Research Object Crate
https://w3id.org/ro/crate/
Apache License 2.0
82 stars 34 forks source link

Use Case: In-situ/on-the-fly manifests alongside 'payload' data #14

Open eocarragain opened 5 years ago

eocarragain commented 5 years ago

As a developer/researcher/data-steward, I want to be able to capture the manifest in the root of my git-repo/data-folder as I work on my code/data, so that my existing processes & folders aren't affected while I iteratively enhance the metadata and payload.

See, for example, CodeMeta, Frictionless Data, and the way in which DataCrate distinguishes Working DataCrates from Bagged DataCrates

This contrasts to the approach where some sort of wrapper folder/container is put around 'payload', e.g. BagIt.

ptsefton commented 5 years ago

Agreed - but we might also want to make it possible to put the manifest OUTSIDE of the data tree altogether in some situations. The simplest approach is to go one level up, and for example put the data in a /data directory, but you might want to have manifests in sibling directories or elsewhere on the file system, eg a tool might store manifests in a an application directory until the data is ready to be packaged.
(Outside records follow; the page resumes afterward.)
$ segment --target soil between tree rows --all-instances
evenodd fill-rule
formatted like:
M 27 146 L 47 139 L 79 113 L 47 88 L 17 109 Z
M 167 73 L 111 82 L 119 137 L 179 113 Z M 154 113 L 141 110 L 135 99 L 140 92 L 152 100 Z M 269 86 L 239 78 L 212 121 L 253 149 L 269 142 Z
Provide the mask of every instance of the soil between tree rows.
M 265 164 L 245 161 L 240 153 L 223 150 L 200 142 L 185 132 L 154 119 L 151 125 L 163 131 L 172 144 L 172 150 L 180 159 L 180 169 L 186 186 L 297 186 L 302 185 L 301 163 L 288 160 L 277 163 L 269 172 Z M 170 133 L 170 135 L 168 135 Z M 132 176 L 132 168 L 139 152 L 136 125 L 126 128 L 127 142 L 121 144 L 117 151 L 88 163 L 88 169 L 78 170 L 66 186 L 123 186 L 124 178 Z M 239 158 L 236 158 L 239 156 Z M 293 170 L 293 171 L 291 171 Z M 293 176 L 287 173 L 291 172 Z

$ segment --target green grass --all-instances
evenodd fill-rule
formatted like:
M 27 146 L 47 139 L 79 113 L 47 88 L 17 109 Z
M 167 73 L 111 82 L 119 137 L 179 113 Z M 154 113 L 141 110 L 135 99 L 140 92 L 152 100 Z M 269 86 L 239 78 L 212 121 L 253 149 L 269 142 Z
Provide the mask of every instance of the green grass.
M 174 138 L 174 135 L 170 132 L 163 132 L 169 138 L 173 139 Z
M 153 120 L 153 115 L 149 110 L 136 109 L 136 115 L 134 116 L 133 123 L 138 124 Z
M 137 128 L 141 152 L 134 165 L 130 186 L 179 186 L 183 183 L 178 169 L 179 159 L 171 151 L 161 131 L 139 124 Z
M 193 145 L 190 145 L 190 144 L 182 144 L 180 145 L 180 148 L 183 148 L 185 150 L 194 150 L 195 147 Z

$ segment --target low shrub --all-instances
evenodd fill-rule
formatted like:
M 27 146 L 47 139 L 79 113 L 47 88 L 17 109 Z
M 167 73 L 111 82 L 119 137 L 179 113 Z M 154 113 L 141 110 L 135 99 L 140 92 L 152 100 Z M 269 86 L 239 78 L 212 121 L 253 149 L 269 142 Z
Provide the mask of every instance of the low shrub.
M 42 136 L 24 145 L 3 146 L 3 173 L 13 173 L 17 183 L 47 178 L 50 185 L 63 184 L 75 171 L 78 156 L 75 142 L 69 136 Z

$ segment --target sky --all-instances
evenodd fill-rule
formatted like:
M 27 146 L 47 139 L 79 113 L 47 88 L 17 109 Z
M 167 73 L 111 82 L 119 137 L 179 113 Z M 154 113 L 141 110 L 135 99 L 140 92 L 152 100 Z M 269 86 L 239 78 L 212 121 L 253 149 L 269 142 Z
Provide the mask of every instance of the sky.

eocarragain commented 5 years ago

Just to reinforce this use case, here is the first Guiding Principle of the Psych-DS project:

First, Psych-DS is a technical specification designed for datasets that may be generated and handled by a single researcher. Tools that work with this specification may provide significant added functionality, but should not lose sight of the fact that Psych-DS’s audience is the individual researcher. For very large projects (in psychology and other disciplines), it’s often necessary and appropriate to consult with libraries and archiving organizations to prepare a dataset for archiving after the fact, but as researchers increasingly share their own datasets, they need to be able to manage the dataset preparation on their own, given appropriate software tools. One very helpful way to achieve this aim is to plan for sharing/archiving from the beginning of a project; Psych-DS is designed to be a format that can be used at any point in the research workflow.